Dans un premier appel, il s`agissait de "rouler doucement". L`adjudant-chef a demandé s`il s`agissait que Mahé n`arrive pas vivant à destination. "Vous m`avez bien compris", lui a répondu le colonel.

Dans un deuxième temps, l`ordre serait devenu explicite, selon l`accusé, pour qui le colonel lui a demandé de tuer Mahé par balle en prétextant d`une tentative d`évasion.

Ce procédé n`a pas semblé "cohérent" à Guy Raugel, parce que le blessé était inconscient. Finalement, c`est avec un sac plastique qu`il étouffera Mahé.

Selon l`adjudant-chef, un capitaine a lui aussi parlé au téléphone avec le colonel et aurait "acquiescé, de la tête et du regard", quand Raugel dit lui avoir demandé si la mission était bien de tuer Mahé.

Guy Raugel a gardé l`allure et le parler d`un sous-officier de terrain, parlant de l`armée comme d`une famille, de ses hommes comme de ses enfants, de son colonel comme d`un père.

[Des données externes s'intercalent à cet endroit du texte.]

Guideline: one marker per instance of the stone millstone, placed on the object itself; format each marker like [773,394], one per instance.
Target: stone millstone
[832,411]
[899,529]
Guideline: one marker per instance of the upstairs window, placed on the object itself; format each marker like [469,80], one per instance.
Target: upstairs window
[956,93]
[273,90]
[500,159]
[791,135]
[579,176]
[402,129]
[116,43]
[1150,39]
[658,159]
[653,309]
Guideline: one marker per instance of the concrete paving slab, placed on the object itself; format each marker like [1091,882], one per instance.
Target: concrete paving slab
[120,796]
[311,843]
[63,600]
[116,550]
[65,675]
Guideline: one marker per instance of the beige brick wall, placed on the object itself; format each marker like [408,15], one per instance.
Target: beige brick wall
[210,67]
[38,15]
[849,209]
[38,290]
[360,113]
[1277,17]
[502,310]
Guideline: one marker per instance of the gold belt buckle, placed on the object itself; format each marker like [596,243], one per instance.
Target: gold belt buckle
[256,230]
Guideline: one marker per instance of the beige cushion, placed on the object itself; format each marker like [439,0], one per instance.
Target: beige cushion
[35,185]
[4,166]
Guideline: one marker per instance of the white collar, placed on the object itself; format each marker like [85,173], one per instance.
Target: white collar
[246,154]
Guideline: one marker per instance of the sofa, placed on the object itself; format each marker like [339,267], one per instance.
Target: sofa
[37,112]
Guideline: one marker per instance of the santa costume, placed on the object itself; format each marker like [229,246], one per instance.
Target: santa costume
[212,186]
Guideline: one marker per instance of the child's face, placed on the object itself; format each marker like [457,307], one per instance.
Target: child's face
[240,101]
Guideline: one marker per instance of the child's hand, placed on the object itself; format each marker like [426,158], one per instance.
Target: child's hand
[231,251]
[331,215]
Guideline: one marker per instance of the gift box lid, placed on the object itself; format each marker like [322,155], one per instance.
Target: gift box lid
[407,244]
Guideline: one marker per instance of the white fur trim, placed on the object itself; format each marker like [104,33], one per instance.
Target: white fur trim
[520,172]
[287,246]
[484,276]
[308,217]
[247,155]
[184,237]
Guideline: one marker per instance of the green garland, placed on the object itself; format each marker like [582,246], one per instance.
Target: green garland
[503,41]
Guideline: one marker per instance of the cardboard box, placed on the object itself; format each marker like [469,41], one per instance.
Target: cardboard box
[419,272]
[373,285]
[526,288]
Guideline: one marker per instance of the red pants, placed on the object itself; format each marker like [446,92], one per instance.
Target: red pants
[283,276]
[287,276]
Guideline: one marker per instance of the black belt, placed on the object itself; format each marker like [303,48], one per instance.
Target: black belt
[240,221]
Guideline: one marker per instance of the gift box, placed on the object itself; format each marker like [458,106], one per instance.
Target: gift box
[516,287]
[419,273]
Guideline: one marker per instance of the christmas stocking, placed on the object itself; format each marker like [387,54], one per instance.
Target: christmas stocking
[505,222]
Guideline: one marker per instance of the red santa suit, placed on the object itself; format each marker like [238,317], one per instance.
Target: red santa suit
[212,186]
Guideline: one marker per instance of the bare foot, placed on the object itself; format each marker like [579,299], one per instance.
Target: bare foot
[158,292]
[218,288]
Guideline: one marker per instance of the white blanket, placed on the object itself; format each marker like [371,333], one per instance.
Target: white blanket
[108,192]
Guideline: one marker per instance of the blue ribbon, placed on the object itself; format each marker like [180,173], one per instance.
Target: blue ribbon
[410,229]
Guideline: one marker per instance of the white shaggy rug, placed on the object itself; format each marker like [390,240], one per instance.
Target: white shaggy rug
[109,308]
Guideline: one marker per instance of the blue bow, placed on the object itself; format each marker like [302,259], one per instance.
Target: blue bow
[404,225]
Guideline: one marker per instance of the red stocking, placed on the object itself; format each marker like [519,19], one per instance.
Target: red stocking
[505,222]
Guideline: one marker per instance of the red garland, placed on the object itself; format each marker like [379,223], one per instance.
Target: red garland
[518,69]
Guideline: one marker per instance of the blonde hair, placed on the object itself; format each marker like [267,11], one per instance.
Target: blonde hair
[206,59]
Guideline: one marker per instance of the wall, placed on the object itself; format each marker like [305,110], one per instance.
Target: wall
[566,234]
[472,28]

Amer, il dit qu`il était convaincu que ses "chefs allaient tout assumer".
Interrogé après lui, le colonel Burgaud, admettant n`avoir pas toujours fait preuve de "dignité" dans cette affaire, concédant même de la "lâcheté", a dit qu`il assumait maintenant "pleinement de lui avoir transmis l`ordre illégal" selon lequel "Mahé devait arriver mort" à destination.

Et "je l`ai laissé se débrouiller tout seul", a déclaré le colonel qui, lui, dit ne pas avoir proposé de "mode opératoire".

Le colonel a aussi réaffirmé avoir tenu l`ordre de "rouler doucement" du général Henri Poncet, alors commandant de Licorne.

"L`indignité, maintenant, est dans son camp", a estimé Eric Burgaud.
Le général, attendu comme témoin le 4 décembre, a fermement démenti durant l`enquête avoir donné l`ordre de tuer Mahé et a bénéficié d`un non-lieu.